We were a large group today -- Mme. Marie-Pierre and Monsieur Charlie's students were there too -- but the kids were great. I was impressed that they managed to stay focused for two hours (with just one five minute pee break!!). I did my usual writing tips, talked about the Holocaust, and how my mum and her family managed to survive Theresienstadt. The students also had a lot of good questions. I jotted some down to use in today's blog entry.

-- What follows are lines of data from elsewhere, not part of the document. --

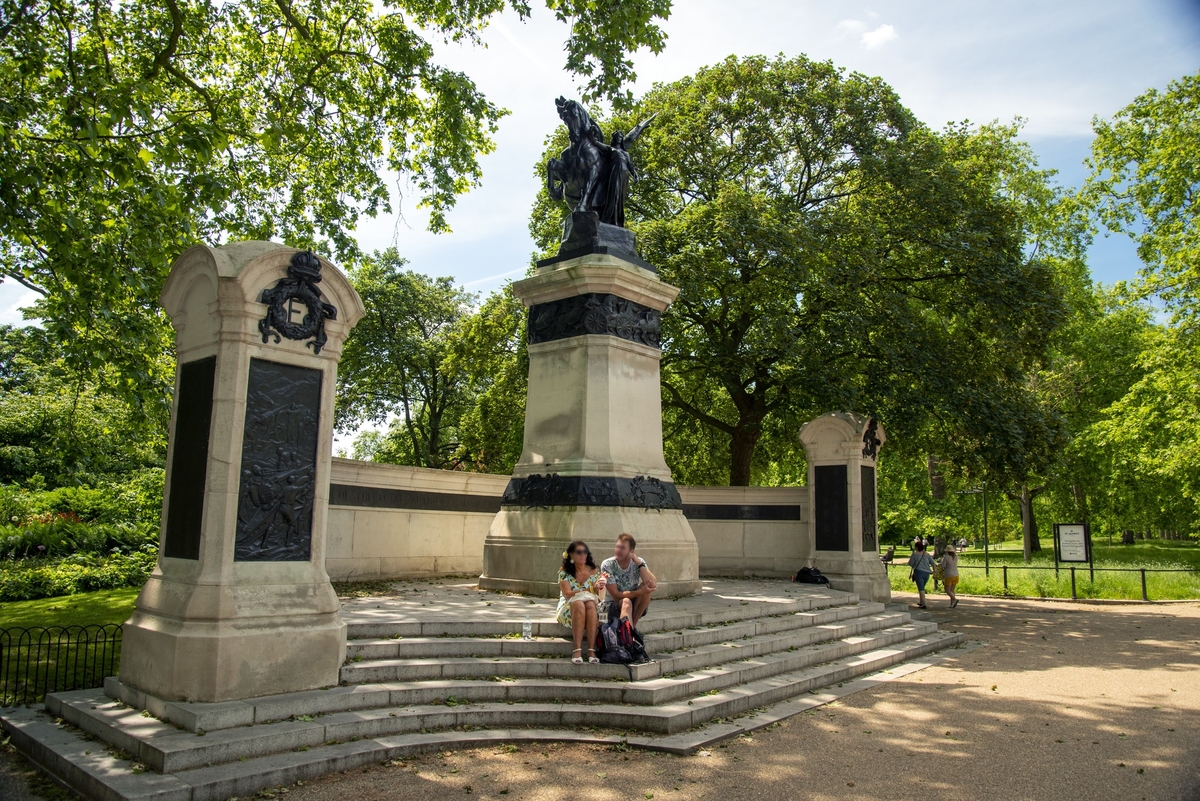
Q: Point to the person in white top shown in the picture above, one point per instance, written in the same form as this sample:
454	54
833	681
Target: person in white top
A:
630	582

Elizabeth told me she is currently writing a book. Yay, Elizabeth! "How old were when you started writing?" she wanted to know. I told her I think I was about eight or nine. To be honest, I can't remember a time when I wasn't writing a book!! Christian made me laugh with his question: "When will you stop writing?" I told him, "I don't know! I hope NEVER!" Samuel was looking at the notes I was writing on the whiteboard, and he asked, "Do I have to write it down?" That also made me laugh -- I told Samuel he could write down whatever he wanted to. Then I explained to him that for me, writing something down helps me remember it better. I suggested he might try that technique too! Justin wanted to know, "Does it happen when you're writing a book that you lose an idea?" I thought that was another cool question. I'm sure it has happened, but that's why I try to write all my ideas down as soon as I get them. Which explains why there are little notes in every room of my house.

Hiba had the deepest question: "How did your mom survive?" I told the class the answer, but I'm afraid I can't tell you, dear blog reader, since it would spoil the story I shared in What World Is Left.

We spent the last ten minutes on a writing exercise... I think by then, the students were running out of energy -- so let's just say not all of them were working super hard! I tried having them remember a moment from when they were five years old. That's because memories often provide the seeds for stories. Walid came to show me what he had written and he gave me his permission to share it here: "I run, swim and smile always." I love the rhythm and the feeling of that sentence, Walid. Now use my writing tip and ADD SOME TROUBLE. When I shared that advice with Walid, he told me there was no trouble in his life when he was that age. "Lucky you!" I told Walid. But then I added that he can USE HIS IMAGINATION to find some trouble and add it to the story to help bring it to life.

Thanks to Ms. Crina for the invitation and thanks to the other teachers for sharing their students with me. Thanks to the students for being such attentive, lively listeners. I wish you lots of good books to read, and lots of interesting adventures for you to write about!